Rodney Stark y Roger Finke, Acts of faith

En cada aspecto de la vida religiosa, la fe norteamericana

se ha enfrentado con la cultura norteamericana

—y la cultura norteamericana ha triunfado—.

Alan Wolfe, The transformation of American religion

Tenemos un producto que es mejor que el jabón

o que los automóviles. Tenemos vida eterna.

Reverendo Jim Bakker[8]

¿Por qué hacer grandes sacrificios con el fin de promover las perspectivas a futuro de las religiones organizadas? Por ejemplo, ¿por qué uno escogería ser leal a la religión cuando, al mismo tiempo, quizá sea un miembro contribuyente de un sindicato, o de un partido político, o de un club social? Estas preguntas tipo «por qué» comienzan ubicándose en un terreno neutral entre dos clases diferentes de respuesta: ellas podrían estar preguntando porqué es racional escoger ser leal a una religión, o podrían preguntar por qué es natural (de algún modo) que las personas se dejen atraer por una religión que luego las obliga a ser leales. (Considérese la pregunta: ¿por qué tantas personas tienen temor a las alturas? Una respuesta es: porque es racional tener temor a las alturas; ¡uno puede caerse y hacerse daño! Otra es: hemos desarrollado un instinto de precaución que se dispara ante la percepción a la que nos exponemos cuando nos encontramos a una gran altura; en algunas personas esta ansiedad es exagerada más allá de lo que resulta útil; su miedo es natural —podemos explicar su existencia sin que nos quede ningún residuo misterioso—, pero es irracional). Si echamos un buen vistazo a la primera respuesta con respecto a la religión, como lo propone la teoría de la elección racional, ello nos ayudará a ver las fuerzas y las exigencias que dan forma a las alternativas.

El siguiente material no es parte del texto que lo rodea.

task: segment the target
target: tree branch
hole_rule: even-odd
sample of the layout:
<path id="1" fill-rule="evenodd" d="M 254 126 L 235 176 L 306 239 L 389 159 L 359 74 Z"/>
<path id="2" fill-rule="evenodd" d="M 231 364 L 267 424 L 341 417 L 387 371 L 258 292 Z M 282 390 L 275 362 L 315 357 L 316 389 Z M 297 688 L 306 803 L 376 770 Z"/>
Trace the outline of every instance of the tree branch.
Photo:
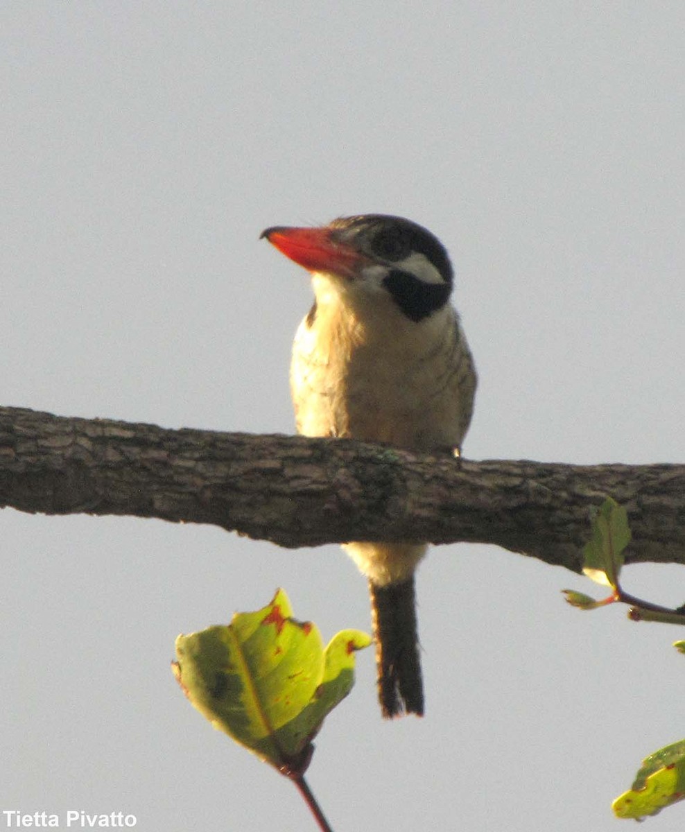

Durante las últimas dos décadas, Rodney Stark y sus colegas realizaron el notable trabajo de expresar la respuesta de la elección racional, y afirman que, gracias a sus esfuerzos, «ahora es imposible realizar un trabajo creíble en el estudio científico social de la religión basado en el supuesto de que la religiosidad es un signo de estupidez, neurosis, pobreza, ignorancia, falsa conciencia, o que representa una fuga de la modernidad» (Stark y Finke, 2000:18). Ellos se concentran en la religión en los Estados Unidos de América, y su modelo básico es una aplicación directa de la teoría económica:

De hecho, con más de dos siglos de desarrollo bajo las condiciones del mercado libre, la economía religiosa norteamericana supera los sueños más dorados de Adam Smith respecto de las fuerzas creativas de un mercado libre (Moore, 1994). Hay más de 1.500 «denominaciones» religiosas (Melton, 1998), muchas de las cuales son de gran magnitud -24 de ellas tienen más de un millón de miembros cada una—. Cada uno de estos cuerpos depende enteramente de contribuciones voluntarias, y hoy las donaciones religiosas suman, en los Estados Unidos, un total de más de 60 000 millones de dólares al año, más de 330 dólares por cada persona mayor de 18 años. Estos totales omiten muchas contribuciones a fondos para la construcción de iglesias (la construcción de una nueva iglesia ascendió a 3.000 millones de dólares en 1993), así como la mayor parte de las donaciones a las escuelas religiosas, los hospitales y las misiones extranjeras. En 1996, más de 2.300 millones de dólares fueron donados para apoyar a los misioneros, y parte significativa de este dinero fue gastada en misiones a Europa (Stark y Finke, 2000: 223).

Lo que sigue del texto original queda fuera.